問題は、自己流なので各企業で実務が好き勝手にバラバラだということです。極端な話、用語まで違ったりします。状況を変えて良くすることを、ある会社では改善、ある会社では良化、ある会社では前進などと用語が違い、違うことを「社風」だとか「企業文化」などと自己満足して、中途入社の優秀な人材を「早く社風に馴染め」などといって潰すのが良い例です。

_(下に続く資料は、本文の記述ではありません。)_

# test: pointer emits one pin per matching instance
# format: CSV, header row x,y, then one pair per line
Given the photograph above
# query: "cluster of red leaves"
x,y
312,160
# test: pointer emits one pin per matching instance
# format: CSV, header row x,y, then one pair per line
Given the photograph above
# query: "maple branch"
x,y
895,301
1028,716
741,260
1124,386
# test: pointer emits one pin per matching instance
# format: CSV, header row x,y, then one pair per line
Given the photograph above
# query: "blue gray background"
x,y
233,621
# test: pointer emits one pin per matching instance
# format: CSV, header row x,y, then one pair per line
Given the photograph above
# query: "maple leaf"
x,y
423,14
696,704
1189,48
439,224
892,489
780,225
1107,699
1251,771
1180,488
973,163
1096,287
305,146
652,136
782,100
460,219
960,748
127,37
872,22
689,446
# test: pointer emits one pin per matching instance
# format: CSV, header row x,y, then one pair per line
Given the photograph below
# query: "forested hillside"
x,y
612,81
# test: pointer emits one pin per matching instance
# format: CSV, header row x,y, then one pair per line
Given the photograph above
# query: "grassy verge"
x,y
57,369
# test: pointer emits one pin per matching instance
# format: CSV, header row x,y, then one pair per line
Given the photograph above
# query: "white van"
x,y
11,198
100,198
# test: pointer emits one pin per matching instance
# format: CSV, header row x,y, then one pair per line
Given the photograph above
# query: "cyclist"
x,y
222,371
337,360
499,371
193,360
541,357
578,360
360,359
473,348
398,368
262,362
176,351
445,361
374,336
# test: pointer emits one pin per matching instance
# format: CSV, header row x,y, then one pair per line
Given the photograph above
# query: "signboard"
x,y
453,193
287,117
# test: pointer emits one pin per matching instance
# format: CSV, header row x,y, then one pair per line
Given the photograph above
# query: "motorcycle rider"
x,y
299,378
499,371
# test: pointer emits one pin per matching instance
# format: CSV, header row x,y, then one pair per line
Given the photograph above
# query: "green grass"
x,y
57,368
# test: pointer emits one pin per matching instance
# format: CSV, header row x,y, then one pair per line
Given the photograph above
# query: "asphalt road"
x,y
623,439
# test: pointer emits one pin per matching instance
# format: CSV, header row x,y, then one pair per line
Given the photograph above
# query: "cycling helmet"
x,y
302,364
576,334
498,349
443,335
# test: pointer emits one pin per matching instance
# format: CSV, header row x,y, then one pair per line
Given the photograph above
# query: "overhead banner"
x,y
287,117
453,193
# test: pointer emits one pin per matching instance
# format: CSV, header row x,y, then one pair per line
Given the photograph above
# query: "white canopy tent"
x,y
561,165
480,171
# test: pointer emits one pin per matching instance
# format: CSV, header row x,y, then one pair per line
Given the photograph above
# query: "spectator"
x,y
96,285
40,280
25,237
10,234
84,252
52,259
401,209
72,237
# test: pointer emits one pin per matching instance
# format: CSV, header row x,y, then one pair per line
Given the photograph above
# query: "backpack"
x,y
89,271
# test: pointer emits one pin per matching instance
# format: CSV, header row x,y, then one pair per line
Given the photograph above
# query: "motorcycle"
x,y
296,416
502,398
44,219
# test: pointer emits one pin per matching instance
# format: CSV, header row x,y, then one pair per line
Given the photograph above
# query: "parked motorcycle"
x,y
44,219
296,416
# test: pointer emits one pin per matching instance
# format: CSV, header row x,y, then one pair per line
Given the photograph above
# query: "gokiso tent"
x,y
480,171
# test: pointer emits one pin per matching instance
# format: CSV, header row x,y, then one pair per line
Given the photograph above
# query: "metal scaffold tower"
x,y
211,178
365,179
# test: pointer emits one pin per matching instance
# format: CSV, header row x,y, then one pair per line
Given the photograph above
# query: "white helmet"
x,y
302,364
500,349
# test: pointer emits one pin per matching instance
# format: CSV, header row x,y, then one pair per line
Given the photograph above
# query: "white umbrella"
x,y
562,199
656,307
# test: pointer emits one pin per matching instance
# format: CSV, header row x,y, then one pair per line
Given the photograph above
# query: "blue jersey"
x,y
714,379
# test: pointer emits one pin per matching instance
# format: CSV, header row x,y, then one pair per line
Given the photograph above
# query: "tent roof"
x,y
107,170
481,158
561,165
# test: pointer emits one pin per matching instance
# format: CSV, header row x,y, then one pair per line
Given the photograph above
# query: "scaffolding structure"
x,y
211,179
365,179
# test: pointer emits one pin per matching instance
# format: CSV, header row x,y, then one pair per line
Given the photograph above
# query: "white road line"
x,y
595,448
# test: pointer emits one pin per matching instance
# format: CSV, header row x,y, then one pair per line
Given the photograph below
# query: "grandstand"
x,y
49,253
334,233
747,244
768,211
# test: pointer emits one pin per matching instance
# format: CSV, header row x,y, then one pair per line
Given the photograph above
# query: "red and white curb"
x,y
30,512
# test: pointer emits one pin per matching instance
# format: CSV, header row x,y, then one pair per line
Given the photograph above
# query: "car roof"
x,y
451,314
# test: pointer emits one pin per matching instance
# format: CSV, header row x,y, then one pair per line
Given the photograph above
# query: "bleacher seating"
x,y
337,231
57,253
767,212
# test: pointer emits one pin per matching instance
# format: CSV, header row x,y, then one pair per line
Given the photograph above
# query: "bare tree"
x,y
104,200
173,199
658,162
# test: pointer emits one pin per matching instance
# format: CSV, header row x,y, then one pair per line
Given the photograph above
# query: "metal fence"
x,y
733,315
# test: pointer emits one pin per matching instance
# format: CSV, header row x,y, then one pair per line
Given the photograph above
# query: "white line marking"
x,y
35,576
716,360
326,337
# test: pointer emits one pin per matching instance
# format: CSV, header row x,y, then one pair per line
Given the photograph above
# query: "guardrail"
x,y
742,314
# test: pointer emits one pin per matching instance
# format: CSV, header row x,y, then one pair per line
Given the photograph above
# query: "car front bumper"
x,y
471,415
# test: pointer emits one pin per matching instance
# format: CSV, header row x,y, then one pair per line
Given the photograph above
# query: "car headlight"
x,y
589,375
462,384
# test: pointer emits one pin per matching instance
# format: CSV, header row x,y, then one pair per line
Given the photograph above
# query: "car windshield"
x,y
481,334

例えば、今でもそうかもしれませんが、日本の企業の経理部は大学などで会計学を学んだ学生を嫌います。「我が社の方法が優れているので、余計な色(先入観)のない人材がいい。半端に会計などやっていて、頭の固い(その企業の自己流の方法に批判的な)ヤツより、地頭(じあたま)の良いヤツの方がいい」というような感じです。

今はそんな贅沢はできなくなりましたが、バブル期には多くの企業が内部の人材を留学させてMBAを取らせたりしていました。そんなにMBA人材が欲しいのなら、MBA卒業生を採用すればいいのですが、日本企業は嫌っていました。通常は欧米やアジアの優秀なMBAというのは「最先端の実務ノウハウ」をその会社に「持ち込む」ことが期待されます。ですが、日本の場合は「冗談じゃない、俺たちの方法論が最善なんだ」という頭の悪い不平士族ですからダメだったのです。

この「自己流の経験則」至上主義があるために、若い社員は本当に細かなことについて、「先輩社員に尋ね、過去の文書を調べ」て、その「自己流ルール」に従っていかないと、実務が回らないのです。